Was curious to see just how much light it takes to do the focusing so set up in the basement, some daylight coming in, on a very dull day. Focused on the upper unpainted hinge at f3.5 without any difficulty. Light level was such that the exposure was ISO 100, f 11 and 20 seconds exposure.
I know from experience that the vast majority (98+%) of the images I make are at less than 30 seconds so I conclude that focusing will not be a deal breaker.
I just tried focusing at f11 (a lot less light - actually less than 1/8 as much light) and the screen goes a little grainy but not bad, and focusing even with the greater depth of field and slow cycling of the image, and the noise was not a problem. I used a magnifying glass on the magnified image and that really didn't work at this low level and large depth of field.
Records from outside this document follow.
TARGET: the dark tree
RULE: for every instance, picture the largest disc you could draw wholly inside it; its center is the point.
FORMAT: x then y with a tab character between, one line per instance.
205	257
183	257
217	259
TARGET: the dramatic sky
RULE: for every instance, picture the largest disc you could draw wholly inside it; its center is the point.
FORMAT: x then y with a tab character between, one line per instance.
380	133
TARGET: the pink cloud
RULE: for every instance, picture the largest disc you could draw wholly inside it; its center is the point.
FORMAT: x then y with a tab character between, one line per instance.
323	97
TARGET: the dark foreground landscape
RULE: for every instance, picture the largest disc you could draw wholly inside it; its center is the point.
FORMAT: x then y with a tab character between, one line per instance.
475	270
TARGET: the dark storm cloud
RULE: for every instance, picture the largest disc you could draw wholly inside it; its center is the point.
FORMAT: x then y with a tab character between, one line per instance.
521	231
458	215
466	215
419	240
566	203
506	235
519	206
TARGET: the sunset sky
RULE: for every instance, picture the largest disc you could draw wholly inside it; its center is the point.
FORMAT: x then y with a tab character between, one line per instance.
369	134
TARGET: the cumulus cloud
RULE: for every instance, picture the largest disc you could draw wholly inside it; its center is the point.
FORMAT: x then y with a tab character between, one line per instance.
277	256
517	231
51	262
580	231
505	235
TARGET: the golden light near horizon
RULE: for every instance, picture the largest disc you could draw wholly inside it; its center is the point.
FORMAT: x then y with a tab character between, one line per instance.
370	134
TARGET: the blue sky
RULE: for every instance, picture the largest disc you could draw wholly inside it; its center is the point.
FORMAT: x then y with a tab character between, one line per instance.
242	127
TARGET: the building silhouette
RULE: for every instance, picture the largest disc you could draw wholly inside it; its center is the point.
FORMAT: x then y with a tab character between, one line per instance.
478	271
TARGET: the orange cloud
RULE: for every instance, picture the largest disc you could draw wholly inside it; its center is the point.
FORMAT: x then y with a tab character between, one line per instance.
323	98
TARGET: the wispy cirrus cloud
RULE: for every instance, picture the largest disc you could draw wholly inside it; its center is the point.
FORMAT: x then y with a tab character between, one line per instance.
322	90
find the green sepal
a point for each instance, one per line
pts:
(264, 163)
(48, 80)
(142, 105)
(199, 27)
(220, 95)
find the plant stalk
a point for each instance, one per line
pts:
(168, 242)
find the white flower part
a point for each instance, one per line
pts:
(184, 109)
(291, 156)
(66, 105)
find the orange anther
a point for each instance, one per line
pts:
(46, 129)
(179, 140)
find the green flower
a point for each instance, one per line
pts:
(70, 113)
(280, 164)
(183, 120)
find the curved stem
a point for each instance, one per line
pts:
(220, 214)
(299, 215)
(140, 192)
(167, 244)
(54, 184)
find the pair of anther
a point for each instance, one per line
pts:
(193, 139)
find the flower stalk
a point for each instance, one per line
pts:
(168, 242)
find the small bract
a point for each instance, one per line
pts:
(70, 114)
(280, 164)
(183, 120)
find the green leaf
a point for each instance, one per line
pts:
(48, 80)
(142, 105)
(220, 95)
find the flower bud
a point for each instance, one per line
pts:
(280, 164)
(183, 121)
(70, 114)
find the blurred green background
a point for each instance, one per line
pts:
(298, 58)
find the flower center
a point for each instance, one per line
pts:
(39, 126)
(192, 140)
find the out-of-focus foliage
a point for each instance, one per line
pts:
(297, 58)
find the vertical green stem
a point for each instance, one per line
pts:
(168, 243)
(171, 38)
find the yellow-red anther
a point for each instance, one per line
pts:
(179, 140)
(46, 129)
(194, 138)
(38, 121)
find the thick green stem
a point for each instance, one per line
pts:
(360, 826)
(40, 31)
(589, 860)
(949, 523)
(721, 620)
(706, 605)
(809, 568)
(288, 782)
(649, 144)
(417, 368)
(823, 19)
I opened the lens again to 3.5 and retried focusing the magnified image with my magnifying glass in hand - and that worked fine and felt more secure than without the magnifying glass - slightly noisy screen notwithstanding.
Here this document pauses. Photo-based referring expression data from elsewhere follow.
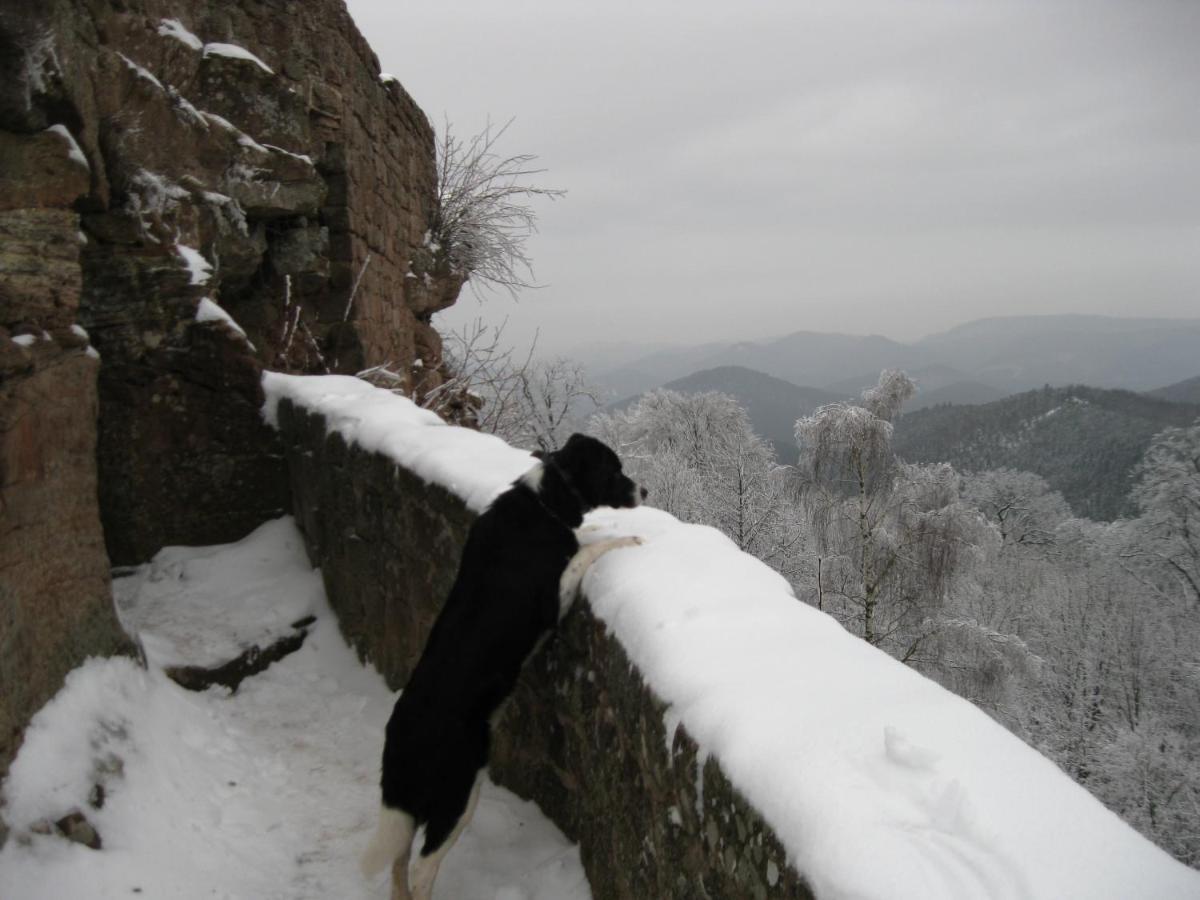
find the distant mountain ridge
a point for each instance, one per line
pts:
(1084, 441)
(1186, 391)
(1006, 355)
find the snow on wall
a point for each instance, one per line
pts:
(877, 781)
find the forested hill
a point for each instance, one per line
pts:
(1186, 391)
(1084, 441)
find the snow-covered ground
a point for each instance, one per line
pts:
(877, 781)
(267, 793)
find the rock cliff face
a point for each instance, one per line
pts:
(198, 191)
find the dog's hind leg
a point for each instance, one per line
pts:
(573, 576)
(393, 843)
(426, 868)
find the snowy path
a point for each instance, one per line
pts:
(269, 792)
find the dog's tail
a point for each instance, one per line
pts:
(393, 840)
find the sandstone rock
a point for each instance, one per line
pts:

Bottom line: I don't think manual focusing will be an issue under 30 seconds, f4 for the focusing and ISO 100. No idea what it would be like for photographing star trails - not something I've ever done.
OF course, the image recorded isn't noisy, just the screen and viewfinder, and only under this low light.
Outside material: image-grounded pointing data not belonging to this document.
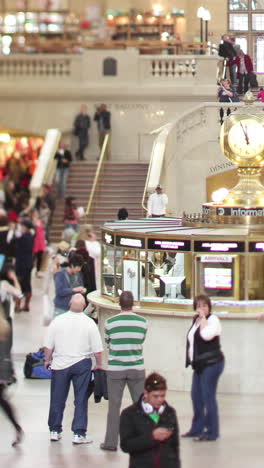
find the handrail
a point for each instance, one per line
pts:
(97, 174)
(46, 167)
(163, 132)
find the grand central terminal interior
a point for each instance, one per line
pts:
(156, 68)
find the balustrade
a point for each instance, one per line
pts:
(55, 68)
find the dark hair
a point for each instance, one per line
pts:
(126, 300)
(3, 220)
(80, 244)
(5, 270)
(69, 200)
(155, 382)
(122, 214)
(202, 298)
(76, 260)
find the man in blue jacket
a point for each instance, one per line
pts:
(102, 116)
(64, 284)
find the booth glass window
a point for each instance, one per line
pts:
(218, 276)
(168, 275)
(255, 280)
(108, 271)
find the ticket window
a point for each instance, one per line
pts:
(217, 276)
(255, 278)
(108, 271)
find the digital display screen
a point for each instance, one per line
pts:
(219, 246)
(218, 278)
(133, 242)
(167, 244)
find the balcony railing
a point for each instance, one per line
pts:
(87, 69)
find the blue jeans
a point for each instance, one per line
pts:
(61, 180)
(79, 374)
(205, 419)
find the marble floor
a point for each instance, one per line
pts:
(240, 446)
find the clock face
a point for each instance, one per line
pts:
(246, 138)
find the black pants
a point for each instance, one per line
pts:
(243, 83)
(7, 408)
(80, 153)
(38, 257)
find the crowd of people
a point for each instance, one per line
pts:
(239, 66)
(148, 429)
(82, 124)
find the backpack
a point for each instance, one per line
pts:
(34, 367)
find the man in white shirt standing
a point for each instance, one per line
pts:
(72, 339)
(157, 203)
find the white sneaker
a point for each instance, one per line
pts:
(78, 439)
(55, 436)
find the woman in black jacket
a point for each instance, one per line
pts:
(149, 428)
(204, 354)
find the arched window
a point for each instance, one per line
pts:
(110, 67)
(246, 24)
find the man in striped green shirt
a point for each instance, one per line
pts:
(124, 336)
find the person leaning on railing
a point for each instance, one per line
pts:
(226, 93)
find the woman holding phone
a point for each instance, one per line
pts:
(204, 354)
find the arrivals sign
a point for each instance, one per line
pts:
(132, 242)
(168, 244)
(219, 246)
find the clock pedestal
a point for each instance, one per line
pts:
(249, 191)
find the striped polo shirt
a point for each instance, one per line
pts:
(124, 336)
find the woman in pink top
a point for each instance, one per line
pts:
(71, 216)
(261, 95)
(39, 245)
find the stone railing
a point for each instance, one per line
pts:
(185, 69)
(27, 66)
(87, 69)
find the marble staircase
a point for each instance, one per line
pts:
(120, 185)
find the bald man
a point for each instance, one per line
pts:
(72, 339)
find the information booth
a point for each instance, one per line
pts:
(162, 261)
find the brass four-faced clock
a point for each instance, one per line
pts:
(242, 141)
(242, 138)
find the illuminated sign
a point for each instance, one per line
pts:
(219, 246)
(108, 238)
(240, 212)
(216, 259)
(256, 247)
(134, 243)
(167, 244)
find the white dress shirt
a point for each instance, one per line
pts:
(157, 203)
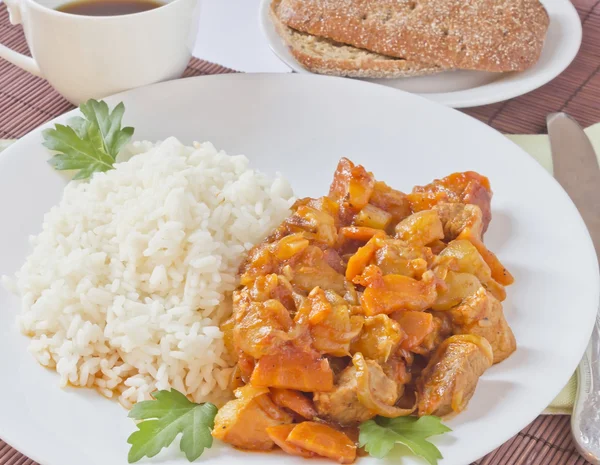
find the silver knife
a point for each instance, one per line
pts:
(576, 169)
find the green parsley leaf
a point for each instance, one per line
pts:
(90, 143)
(164, 418)
(379, 436)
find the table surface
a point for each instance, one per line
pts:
(26, 102)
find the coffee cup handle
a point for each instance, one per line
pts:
(18, 59)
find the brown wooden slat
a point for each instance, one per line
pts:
(27, 101)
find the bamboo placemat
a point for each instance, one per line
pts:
(27, 101)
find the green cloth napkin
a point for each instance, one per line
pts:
(538, 147)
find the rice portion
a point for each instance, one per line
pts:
(132, 273)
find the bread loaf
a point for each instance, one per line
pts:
(324, 56)
(486, 35)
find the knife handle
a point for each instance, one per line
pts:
(585, 422)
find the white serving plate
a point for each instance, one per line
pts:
(301, 125)
(461, 89)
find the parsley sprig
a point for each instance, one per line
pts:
(165, 417)
(379, 436)
(90, 143)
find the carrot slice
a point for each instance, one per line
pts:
(360, 233)
(292, 368)
(416, 325)
(499, 273)
(323, 440)
(279, 434)
(399, 293)
(294, 401)
(363, 255)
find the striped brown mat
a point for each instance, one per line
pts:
(27, 101)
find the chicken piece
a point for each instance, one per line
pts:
(352, 185)
(481, 314)
(323, 440)
(373, 217)
(442, 328)
(400, 293)
(259, 262)
(279, 435)
(313, 270)
(260, 327)
(393, 256)
(332, 328)
(294, 401)
(417, 326)
(288, 246)
(468, 187)
(293, 368)
(469, 260)
(448, 382)
(379, 337)
(343, 406)
(243, 422)
(420, 228)
(458, 287)
(390, 200)
(465, 222)
(456, 217)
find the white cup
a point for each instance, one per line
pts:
(85, 57)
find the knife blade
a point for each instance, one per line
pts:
(576, 169)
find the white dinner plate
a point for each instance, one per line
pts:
(460, 89)
(301, 125)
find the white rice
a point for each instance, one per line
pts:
(132, 273)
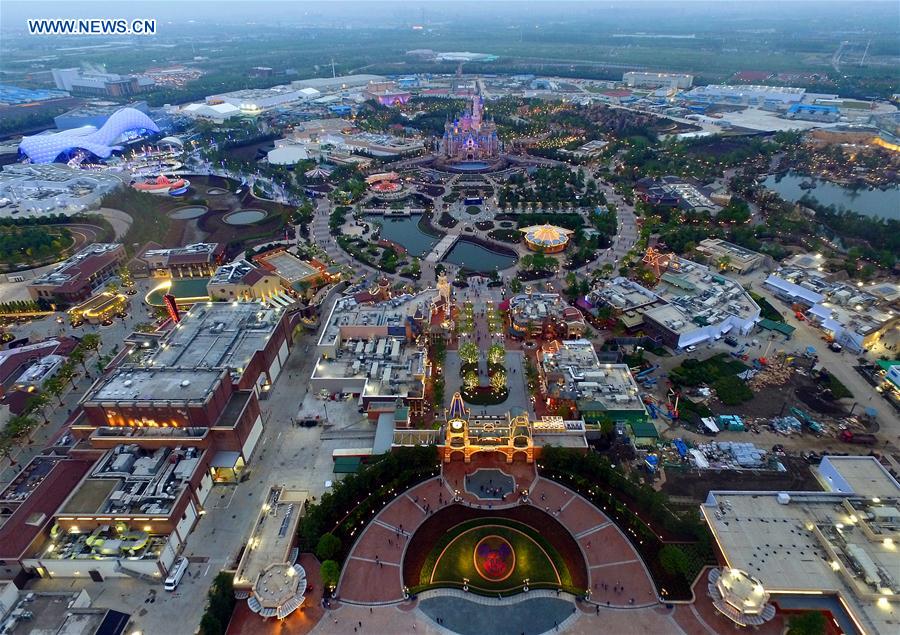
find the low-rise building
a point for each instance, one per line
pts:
(572, 374)
(98, 309)
(701, 305)
(832, 550)
(194, 260)
(371, 350)
(729, 256)
(76, 278)
(657, 80)
(240, 280)
(543, 314)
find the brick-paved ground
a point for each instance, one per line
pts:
(300, 622)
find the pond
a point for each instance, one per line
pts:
(869, 202)
(474, 257)
(406, 233)
(187, 213)
(471, 166)
(244, 217)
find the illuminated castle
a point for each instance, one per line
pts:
(470, 138)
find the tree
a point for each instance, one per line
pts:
(498, 381)
(468, 352)
(331, 573)
(470, 380)
(809, 623)
(328, 546)
(674, 560)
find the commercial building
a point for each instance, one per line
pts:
(75, 279)
(747, 95)
(572, 374)
(700, 305)
(254, 100)
(672, 191)
(95, 114)
(129, 515)
(545, 315)
(657, 80)
(79, 82)
(295, 274)
(240, 280)
(190, 261)
(832, 550)
(99, 308)
(370, 350)
(627, 299)
(733, 257)
(28, 367)
(35, 190)
(126, 123)
(339, 83)
(848, 315)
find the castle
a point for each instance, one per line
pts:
(470, 138)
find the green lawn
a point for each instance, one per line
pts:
(453, 558)
(182, 289)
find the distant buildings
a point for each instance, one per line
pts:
(543, 314)
(853, 317)
(79, 82)
(833, 550)
(38, 190)
(79, 276)
(369, 349)
(749, 95)
(733, 257)
(657, 80)
(195, 260)
(571, 373)
(673, 191)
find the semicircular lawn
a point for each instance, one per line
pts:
(464, 552)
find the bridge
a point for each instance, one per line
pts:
(440, 250)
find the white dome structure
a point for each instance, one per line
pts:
(46, 148)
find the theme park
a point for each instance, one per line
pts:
(380, 326)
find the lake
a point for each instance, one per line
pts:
(406, 232)
(477, 258)
(874, 202)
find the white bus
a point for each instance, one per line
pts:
(175, 574)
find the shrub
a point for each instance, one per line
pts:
(328, 547)
(330, 572)
(219, 605)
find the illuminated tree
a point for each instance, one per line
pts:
(468, 352)
(498, 381)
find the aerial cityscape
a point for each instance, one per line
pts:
(434, 317)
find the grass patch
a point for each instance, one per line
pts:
(694, 372)
(453, 558)
(149, 213)
(767, 311)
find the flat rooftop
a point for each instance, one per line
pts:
(128, 480)
(572, 371)
(273, 534)
(697, 296)
(218, 335)
(178, 385)
(818, 542)
(376, 366)
(348, 314)
(623, 294)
Can't tell about autofocus as none of my lenses are autofocus on the adapter anyway and even those that are for the Pentax, are almost always focused manually in the kind of work I do.
I hope that the 32-64 lens turns out to be sharp, and that in a year or so they will add something like a 64-128, and a 128-256 or thereabouts high quality zooms. Pentax has an old 80-160 which is reputed to be very good, and a 150-300 which isn't, more's the pity as on full frame, my 70-200 is my most used lens.